Despite only testing people returning from international travel, Manitoba officials are confident the spread of COVID-19 is minimal in Manitoba.
“We have plans in place on what priority groups would we expand to next, but testing is not the only method of surveillance we have,” said Manitoba chief provincial public health officer Dr. Brent Roussin said during the province’s March 23 update.
“We have syndromic surveillance, we have low ICU demands right now, lower demands in hospital beds, lower attendance for respiratory illness, so we follow all of these as well.”
Roussin announced a new probable case in Manitoba, a man in his 40s from Winnipeg. The number of cases in Manitoba remains at 20, as a previously listed probable COVID-19 case has proven to test negative for the disease.
“Testing is only one component of our strategy,” he said.
“Testing alone would not help us against COVID-19. We need all of our strategies working together and social distancing. Staying home when you're ill, if you are not tested for COVID-19, but you're sick, stay home until you're better.”
Roussin said the case officials did not link to travel was the case that has been ruled out as COVID-19.
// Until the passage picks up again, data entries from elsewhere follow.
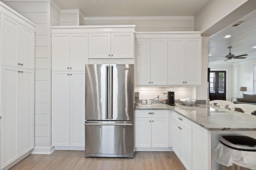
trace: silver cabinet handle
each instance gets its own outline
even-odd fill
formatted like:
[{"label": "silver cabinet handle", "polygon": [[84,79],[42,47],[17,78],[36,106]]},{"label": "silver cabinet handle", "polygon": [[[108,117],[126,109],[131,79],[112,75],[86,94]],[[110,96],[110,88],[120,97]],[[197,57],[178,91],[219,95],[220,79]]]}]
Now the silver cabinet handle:
[{"label": "silver cabinet handle", "polygon": [[108,66],[106,66],[106,107],[105,107],[105,119],[108,119]]},{"label": "silver cabinet handle", "polygon": [[132,123],[84,123],[84,125],[129,125],[130,126],[133,126],[133,124]]}]

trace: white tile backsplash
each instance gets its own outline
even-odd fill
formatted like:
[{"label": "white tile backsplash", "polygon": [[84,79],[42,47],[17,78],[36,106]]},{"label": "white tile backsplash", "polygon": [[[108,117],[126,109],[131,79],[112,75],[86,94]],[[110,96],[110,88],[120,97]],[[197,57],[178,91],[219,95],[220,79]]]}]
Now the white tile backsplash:
[{"label": "white tile backsplash", "polygon": [[159,97],[162,99],[166,99],[166,94],[168,91],[174,92],[175,99],[188,98],[193,98],[193,88],[186,87],[136,87],[135,92],[140,92],[140,100],[152,99],[159,94]]}]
There are 14 confirmed COVID-19 cases in Manitoba, along with six probable cases. Probable cases have been tested only at the Cadham Provincial Laboratory in Winnipeg, with confirmed cases receiving federal confirmation.
Roussin said there was a backlog at Cadham due to an international shortage of reagent used in testing. Roussin added he hoped to expand testing to populations outside of recent international travellers, but a lack of supplies hasn’t allowed that to happen.
“Right now, the major roadblock is the reagent and that is worldwide,” Roussin said.
“All jurisdictions are having difficulties obtaining that reagent. The Cadham lab has been working at actually being able to produce their own, which is why they're now getting out of this backlog and getting back up to full capacity this week.”
Roussin strongly discouraged Manitobans against travelling outside the province and asked all interprovincial travellers to self-isolate for 14 days, but recognized border communities like Flin Flon are exempt from this recommendation.
“This recommendation regarding interprovincial travel does not include the commercial transportation of goods or service workers including healthcare workers who may live in neighbouring jurisdictions who travelled to or from Manitoba for work or normal personal travel in border communities for essential shopping or visits to the cottages,” he said.
“Now is not the time for non-essential travel outside of Manitoba.”
Some provinces are keeping a hard line for any interprovincial travel. Anyone travelling to Nova Scotia from outside the province is being stopped at the provincial border and asked to self-isolate for 14 days.
Roussin said he expected social distancing to continue for a longer period of time.
“It's unlikely we're going to have a pharmaceutical intervention in the near future, then we're looking at multiple weeks for sure,” he said.
“Anyone who says they know the number is guessing.”
Prime Minister Justin Trudeau said in his March 23 update that he would be talking with premiers across the country later in the day.
He added the federal government will be releasing new messaging about COVID-19 this week, and encouraged all Canadians to pay attention and practice social distancing. Images from across North America have spread across social media of people gathering in large numbers.
“Listening is your duty and staying home is your way to serve,” Trudeau said during the press conference. Trudeau, whose wife Sophie has tested positive for COVID-19, remains in self-isolation.
The Prime Minister said the House of Commons would pass announced legislation supporting Canadians through COVID-19 March 24.